Strategy to modify the raw buffer in the first phase (beginner)


I want to do my first modification of clang with a simple case (at least from my point of view). What I expect from this thread? At least one of this points:

    1. General overview of the process I should do (eg. you have to alter the Lexer and Parser: modify X,Y methods of class Z, then expand the class J with support of the X’s new output).
    1. To be pointed to some classes/methods/functions that are connected with what I want to achieve (eg. your problem is similar to achieving ‘<<< >>>’ for Cuda, read the files X, Y, Z related with CUDA).
    1. Alternative strategies (eg. you will suffer doing it in this way, much better expanding the Lexer and avoiding to touch the CodeGen).

As you can imagine I wrote stupid (eg.) examples.

My objective is being able to transform every code like this:

“A: #{A} B: #{B}\n”

to this:

"A: " << A << " B: " << B << “\n”

So, in cases like this:

std::cout << “#{var}\n”;

will make sense:

std::cout << var << “\n”;

But others like:

printf("#{var}\n"); auto x = “my string#{x}”;


printf(var << “\n”); auto x = “my string” << x;

But I don’t mind.
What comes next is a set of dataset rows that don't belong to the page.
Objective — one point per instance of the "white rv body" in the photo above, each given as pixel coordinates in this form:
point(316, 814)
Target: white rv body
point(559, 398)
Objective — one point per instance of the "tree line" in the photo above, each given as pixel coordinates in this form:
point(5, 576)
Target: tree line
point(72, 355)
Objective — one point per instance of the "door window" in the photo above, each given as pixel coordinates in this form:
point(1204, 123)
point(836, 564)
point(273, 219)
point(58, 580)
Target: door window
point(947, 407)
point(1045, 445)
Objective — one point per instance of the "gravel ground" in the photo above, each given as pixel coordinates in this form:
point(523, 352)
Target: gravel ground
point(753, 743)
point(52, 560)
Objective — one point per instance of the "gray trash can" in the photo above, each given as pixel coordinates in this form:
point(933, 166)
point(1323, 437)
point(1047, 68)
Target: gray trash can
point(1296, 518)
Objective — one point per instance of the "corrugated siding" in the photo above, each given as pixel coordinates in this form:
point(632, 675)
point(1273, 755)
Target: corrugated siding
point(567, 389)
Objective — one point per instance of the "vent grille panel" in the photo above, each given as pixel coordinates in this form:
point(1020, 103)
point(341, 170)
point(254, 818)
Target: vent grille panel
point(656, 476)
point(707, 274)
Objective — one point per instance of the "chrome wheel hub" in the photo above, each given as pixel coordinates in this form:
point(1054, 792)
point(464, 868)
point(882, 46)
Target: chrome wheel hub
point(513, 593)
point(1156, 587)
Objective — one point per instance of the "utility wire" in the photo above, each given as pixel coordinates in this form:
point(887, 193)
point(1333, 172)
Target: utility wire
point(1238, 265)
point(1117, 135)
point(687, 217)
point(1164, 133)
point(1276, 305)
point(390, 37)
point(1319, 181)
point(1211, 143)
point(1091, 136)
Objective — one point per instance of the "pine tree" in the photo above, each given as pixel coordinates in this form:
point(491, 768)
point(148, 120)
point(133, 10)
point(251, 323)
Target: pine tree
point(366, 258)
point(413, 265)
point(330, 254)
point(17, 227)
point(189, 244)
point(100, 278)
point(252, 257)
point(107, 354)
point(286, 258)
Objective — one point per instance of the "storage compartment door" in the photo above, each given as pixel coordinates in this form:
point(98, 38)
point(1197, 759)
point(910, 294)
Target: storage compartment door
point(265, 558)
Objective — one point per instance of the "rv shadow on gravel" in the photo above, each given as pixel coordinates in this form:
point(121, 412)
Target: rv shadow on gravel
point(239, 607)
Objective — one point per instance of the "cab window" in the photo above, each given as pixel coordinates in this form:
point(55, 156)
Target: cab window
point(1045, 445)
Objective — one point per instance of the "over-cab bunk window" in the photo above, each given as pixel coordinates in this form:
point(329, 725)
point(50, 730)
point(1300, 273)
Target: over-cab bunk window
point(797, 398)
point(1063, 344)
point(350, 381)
It is a “simple example” to start learning how to modify clang.

So, my initial strategy would be to receive a string (the source code) and transform it as raw text, using regexp or not (not important).

I think that I should receive the source code, maybe just before the preprocessor, do the transformations to every source code (eg. I receive the source code per file) and just leave it to the next phase of the compiling process.

Any recommendation? (steps 1, 2 and 3 that I posted above).

Thanks in advance,


This thread is opened after solving the problem of compilation speed. Now is affordable :slight_smile: Thanks to all in “Too much time to compile clang. Suggestions for a starter?”.